China shares closed flat, paring losses after Reuters reported that the mainland IPO market could be frozen until the end of March, a move that would reduce competition in the A-share market.
The Shanghai Composite Index and the CSI300 of top Shanghai and Shenzhen listings both closed flat. Both indexes have been hovering near its highest since mid-June after a strong December surge.
Hong Kong shares rebounded from its lowest in a week, resuming a start-of-the year rally that has the main indexes headed towards multi-month highs, with Chinese banks stronger following a brokerage's upgrade for the sector.
The Hang Seng Index ended up 0.5 percent at 23,218.5, recovering from its lowest close since December 31 set on Tuesday.
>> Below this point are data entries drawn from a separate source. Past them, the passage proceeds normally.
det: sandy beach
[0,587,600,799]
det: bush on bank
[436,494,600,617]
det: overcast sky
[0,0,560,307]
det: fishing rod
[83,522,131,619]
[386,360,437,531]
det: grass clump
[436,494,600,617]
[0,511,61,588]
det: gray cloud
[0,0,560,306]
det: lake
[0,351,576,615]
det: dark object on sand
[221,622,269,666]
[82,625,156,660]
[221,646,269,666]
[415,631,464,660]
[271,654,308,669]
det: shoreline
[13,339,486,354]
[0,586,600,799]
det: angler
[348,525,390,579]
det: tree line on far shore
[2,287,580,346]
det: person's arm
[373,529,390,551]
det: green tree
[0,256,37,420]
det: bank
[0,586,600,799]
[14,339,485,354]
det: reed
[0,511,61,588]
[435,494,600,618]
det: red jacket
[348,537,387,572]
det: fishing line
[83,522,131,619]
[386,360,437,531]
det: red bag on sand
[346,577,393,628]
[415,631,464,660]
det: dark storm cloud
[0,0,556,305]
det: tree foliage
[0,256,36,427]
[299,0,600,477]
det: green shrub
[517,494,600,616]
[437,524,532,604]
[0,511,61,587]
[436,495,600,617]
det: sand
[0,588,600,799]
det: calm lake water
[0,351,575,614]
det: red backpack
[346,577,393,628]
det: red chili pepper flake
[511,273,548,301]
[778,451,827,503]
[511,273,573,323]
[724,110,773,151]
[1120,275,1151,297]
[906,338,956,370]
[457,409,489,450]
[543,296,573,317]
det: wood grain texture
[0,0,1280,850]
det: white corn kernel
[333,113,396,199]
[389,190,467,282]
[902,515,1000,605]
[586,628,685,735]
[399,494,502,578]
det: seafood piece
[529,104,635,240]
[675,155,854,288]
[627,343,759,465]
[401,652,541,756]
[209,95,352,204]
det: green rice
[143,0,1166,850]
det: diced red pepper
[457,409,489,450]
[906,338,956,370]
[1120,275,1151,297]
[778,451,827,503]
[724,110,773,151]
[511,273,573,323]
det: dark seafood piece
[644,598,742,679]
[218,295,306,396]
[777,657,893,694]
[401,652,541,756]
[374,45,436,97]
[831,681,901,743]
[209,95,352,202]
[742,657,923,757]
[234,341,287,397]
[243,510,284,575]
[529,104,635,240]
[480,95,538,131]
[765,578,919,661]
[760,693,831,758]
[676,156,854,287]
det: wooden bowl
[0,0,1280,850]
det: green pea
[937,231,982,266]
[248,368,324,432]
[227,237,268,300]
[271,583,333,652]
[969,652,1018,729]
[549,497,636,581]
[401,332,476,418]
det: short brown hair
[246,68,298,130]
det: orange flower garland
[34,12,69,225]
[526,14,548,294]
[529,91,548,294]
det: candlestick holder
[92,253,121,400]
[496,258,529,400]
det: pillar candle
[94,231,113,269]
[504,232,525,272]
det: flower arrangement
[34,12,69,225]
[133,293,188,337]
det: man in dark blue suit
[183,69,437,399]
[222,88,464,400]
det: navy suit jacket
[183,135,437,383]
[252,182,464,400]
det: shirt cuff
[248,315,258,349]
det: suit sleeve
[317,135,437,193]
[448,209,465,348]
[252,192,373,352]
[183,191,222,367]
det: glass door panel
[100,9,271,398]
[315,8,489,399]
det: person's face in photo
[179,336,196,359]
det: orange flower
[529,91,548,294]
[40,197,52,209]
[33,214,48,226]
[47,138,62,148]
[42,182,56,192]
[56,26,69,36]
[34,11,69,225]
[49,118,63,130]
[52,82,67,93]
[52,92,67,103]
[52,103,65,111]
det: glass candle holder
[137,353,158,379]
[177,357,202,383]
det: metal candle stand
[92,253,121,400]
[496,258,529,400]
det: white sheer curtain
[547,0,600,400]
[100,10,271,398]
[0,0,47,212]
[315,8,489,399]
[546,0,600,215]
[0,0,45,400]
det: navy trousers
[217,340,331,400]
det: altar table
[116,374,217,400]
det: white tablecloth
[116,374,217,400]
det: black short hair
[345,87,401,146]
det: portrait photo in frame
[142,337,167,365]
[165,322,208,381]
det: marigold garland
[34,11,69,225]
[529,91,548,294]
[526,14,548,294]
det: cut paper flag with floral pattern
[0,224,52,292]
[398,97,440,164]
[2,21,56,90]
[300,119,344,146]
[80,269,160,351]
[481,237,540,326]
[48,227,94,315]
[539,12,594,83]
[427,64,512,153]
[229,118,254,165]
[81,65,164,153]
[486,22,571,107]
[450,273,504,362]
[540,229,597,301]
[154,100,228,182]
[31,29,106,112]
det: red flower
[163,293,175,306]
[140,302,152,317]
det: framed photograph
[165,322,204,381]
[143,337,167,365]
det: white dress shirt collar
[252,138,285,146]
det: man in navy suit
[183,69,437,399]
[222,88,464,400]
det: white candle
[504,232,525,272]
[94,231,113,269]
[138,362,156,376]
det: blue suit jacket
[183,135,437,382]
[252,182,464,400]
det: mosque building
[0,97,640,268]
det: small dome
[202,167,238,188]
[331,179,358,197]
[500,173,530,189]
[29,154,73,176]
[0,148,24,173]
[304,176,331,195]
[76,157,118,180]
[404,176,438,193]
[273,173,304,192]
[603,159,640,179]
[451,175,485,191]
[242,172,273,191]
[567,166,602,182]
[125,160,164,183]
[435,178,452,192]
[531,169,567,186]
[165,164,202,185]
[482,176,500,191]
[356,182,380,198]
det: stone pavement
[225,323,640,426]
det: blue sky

The China Enterprises Index of the top Chinese listings in Hong Kong rose 0.9 percent.
Bank of China (BOC) climbed 1.1 percent to HK$3.59 after UBS raised its price target by 31 percent from HK$3.05 to HK$4, citing its attractive valuation that make BOC the least expensive among the larger H-share banks.
China Railway Group jumped 5.1 percent and China Railway Construction rose 3 percent after JP Morgan analysts raised their price target for both these stocks by about 40 percent.
MGM China shares jumped 7 percent after the company received government approval for a $2.5 billion Macau casino.
Over in Southeast Asia, Singapore's Straits Times Index closed 0.5 percent higher while Malaysia's KLCI Composite Index ended up 0.06 percent.
In India, the BSE Index finished 0.4 percent lower and the 50-share NSE Index closed down 0.5 percent.